Creating a custom generator extension

If you want to add custom logic to generate responses in generate mode, you can create a custom generator extension. This allows you to replace the default lorem ipsum responses with responses that are more relevant to your scenario, or are based on the input request.

An extension needs to have an initialize method as shown below:

from aoai_api_simulator.models import Config, RequestContext
from fastapi import Response

def initialize(config: Config):
    # initialize is the entry point invoked by the simulator
    # here we append the custom generator to the list of generators
    config.generators.append(generate_echo_response)

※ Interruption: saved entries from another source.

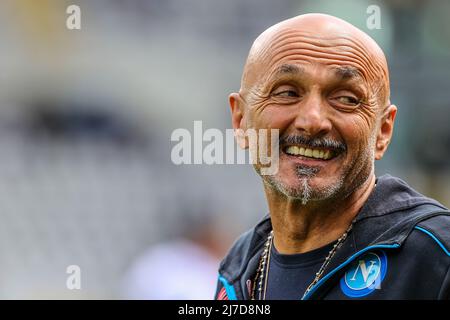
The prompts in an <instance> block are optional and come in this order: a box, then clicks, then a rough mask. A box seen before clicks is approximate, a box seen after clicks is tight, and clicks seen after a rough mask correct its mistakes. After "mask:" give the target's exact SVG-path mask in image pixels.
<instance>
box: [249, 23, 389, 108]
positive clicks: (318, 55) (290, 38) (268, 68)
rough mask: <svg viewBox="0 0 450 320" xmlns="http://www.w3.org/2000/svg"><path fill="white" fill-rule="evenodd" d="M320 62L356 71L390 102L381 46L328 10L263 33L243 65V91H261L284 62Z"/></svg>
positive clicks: (386, 101) (382, 95) (332, 65)
mask: <svg viewBox="0 0 450 320" xmlns="http://www.w3.org/2000/svg"><path fill="white" fill-rule="evenodd" d="M292 63H294V64H295V63H300V64H302V63H306V64H311V63H319V64H325V65H329V66H336V67H339V66H344V67H348V68H349V70H352V69H353V70H355V71H356V72H358V74H359V75H360V76H361V77H362V78H363V79H364V81H365V82H366V83H367V85H368V87H370V90H371V97H374V98H376V99H377V100H378V102H379V103H380V104H382V105H383V106H386V105H388V104H389V73H388V67H387V62H386V58H385V56H384V53H383V51H382V50H381V48H380V47H379V46H378V44H377V43H376V42H375V41H374V40H373V39H372V38H371V37H370V36H369V35H367V34H366V33H364V32H363V31H361V30H359V29H358V28H356V27H355V26H353V25H351V24H350V23H348V22H346V21H344V20H341V19H339V18H336V17H333V16H330V15H325V14H305V15H300V16H297V17H294V18H291V19H288V20H285V21H282V22H280V23H278V24H276V25H274V26H272V27H270V28H269V29H267V30H266V31H264V32H263V33H262V34H261V35H260V36H259V37H258V38H257V39H256V40H255V42H254V43H253V46H252V48H251V49H250V53H249V55H248V58H247V62H246V64H245V67H244V72H243V76H242V83H241V93H242V94H244V95H245V94H246V93H249V92H251V91H252V90H253V91H254V92H256V93H257V92H258V89H259V88H260V86H261V85H262V84H263V82H264V81H265V80H267V79H268V78H269V77H270V76H272V75H273V74H274V73H276V72H279V71H280V67H282V66H283V65H286V64H288V65H290V64H292Z"/></svg>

async def generate_echo_response(context: RequestContext) -> Response | None:
    request = context.request
    if request.url.path != "/echo" or request.method != "POST":
        return None

    # This is an example of how you can use the validate_api_key_header function
    # This validates the "api-key" header in the request against the configured API key
    validate_api_key_header(request=request, header_name="api-key", allowed_key_value=context.config.simulator_api_key)

    request_body = await request.body()
    return Response(content=f"Echo: {request_body.decode("utf-8")}", status_code=200)

If the generator function returns a Response object then that response is used as the response for the request. If the generator function returns None then the next generator function is called.

Document Intelligence extensions

The repo includes a couple of example extensions for Document Intelligence that are intended to server as starter implmementations.

Document Intelligence forwarder

The document intelligence forwarder extension is in the examples/forwarder_doc_intelligence folder. This extension allows you to forward requests to the Document Intelligence service and record the responses for later replay.

Document Intelligence generator

The document intelligence generator extension is in the examples/generator_doc_intelligence folder. The extension includes a generator and custom rate-limiter.

The generator will return the right shape of response using lorem ipsum text. You will likely want to make some tweaks to the example generator depending on the model that you use in your application and the aspects of the response that you use in your application.

Rate-limiting for Document Intelligence endpoints is a standard requests per second (RPS) limit. The default limit for the simulator is 15 RPS based on the default for an S0 tier service (see https://learn.microsoft.com/en-us/azure/ai-services/document-intelligence/service-limits?view=doc-intel-4.0.0).

This rate-limit only applies to the request submission endpoint and not to the results endpoint.

To control the rate-limiting, set the DOC_INTELLIGENCE_RPS environment variable to the desired RPS limit (set to a negative number to disable rate-limiting).

Customising rate limiting

The rate limiting behaviour can be customised by extensions. This can be useful if you want to implement different rate limiting behaviour or if you want to add rate limiting to a custom forwarder/generator.

An example of a custom generator can be found in the examples/generator_doc_intelligence folder.

The simulator configuration stores a dictionary of rate limiters. The RequestContext associated with a request contains a values dictionary used to store information about the request. The value of the Limiter key in the RequestContext.values dictionary is used to look up the rate limiter in the rate limiters dictionary.